Marsh's theory — that the deep-seated plumbing
underneath volcanoes is actually made up of an
extensive system of smaller sheetlike chambers vertically
interconnected with each other and
transporting a crystal-laden "magmatic mush" to the
surface — has become far more widely accepted.
This sort of system, known as a "magmatic mush column," is
thought to exist beneath all of the world's
major volcanic centers.
Now, Marsh — using the windswept McMurdo Dry
Valleys of Antarctica as his "walk-in"
laboratory — posits that these channels did more
than simply transport or supply magma and crystals to
form the Earth's surface: As the magma pushed up through
the earth, he says, the pressure fractured
the crust in such a way that it provided a sort of
"template," guiding later erosion in sculpting a series
of valleys and mountain ranges there.
"As the magma made its way to the surface, the
pressure broke the crust up into pieces," said
Marsh, who described his latest findings to fellow
scientists at a recent meeting of the American
Geological Society. "That fracturing reflected a pattern
of stress in the same way that a windshield
put under pressure will eventually fracture and the
pattern of the broken glass would reflect where
the stress was originally applied.
"Magma then seeped in," he said, "and 'welded' the
fractures, sealing them temporarily until
erosion — in the form of snow, rain, ice and wind
— went to work on these weaknesses, carving out
valleys, mountains and other landforms that we see there
today and marking where the solidified
magma originally was."
Marsh said that, in Antarctica, both of these
functions date back at least 180 million years to
the time when the continents split apart. He points out
that this observation brings together the
usually disparate study of deep-seated magmatic processes
and land-surface evolution.
"It's one of those situations where, usually, never
the twain shall meet, but they do in this
case," the earth scientist said. "Having recognized
evidence in this critical process in the McMurdo
Dry Valleys is important because it may allow us to
recognize it in other areas where the geologic
record is scantier and less complete."
The Dry Valleys makes an ideal place to study these
systems because it was eroded into its
present form millions of years ago and has, unlike the
rest of Earth's surface, undergone very little
subsequent erosion. Marsh's colleagues George Denton of
the University of Maine and David Marchant
of Boston University call this region "a relic landscape"

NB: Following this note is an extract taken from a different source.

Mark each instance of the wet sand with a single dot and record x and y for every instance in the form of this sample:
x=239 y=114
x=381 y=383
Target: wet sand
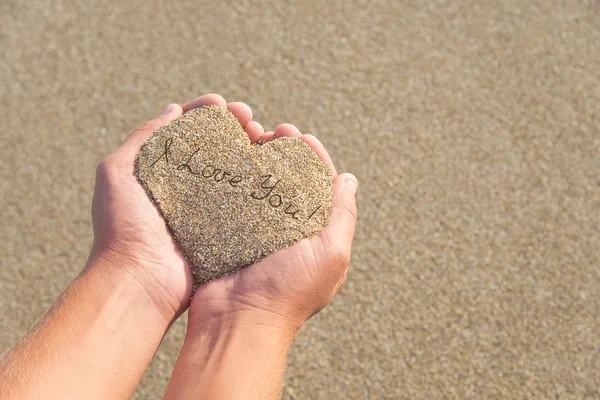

because it is the only known place on Earth
that looks almost exactly as it did millions of years
ago.
"The delicacy of the landscape in the Dry Valleys has
preserved for us an unusually rich
collection of geologic evidence of the processes that
formed this terrain," Marsh said.
For more than a quarter of a century, Marsh —
who could be thought of by fans of 1980s
detective television shows as sort of a "Magma P.I."
— has been working to understand the deep
underground systems that bring magma to the Earth's
surface. In 1993, he found the Dry Valleys, a
walk-in "museum" that he calls "the one place on earth
where the plumbing system is exposed in this
way."
"You can stand on shelves of solidified lava that
were deposited by magmatic activity 180 million
years ago," he said. "It's awe-inspiring."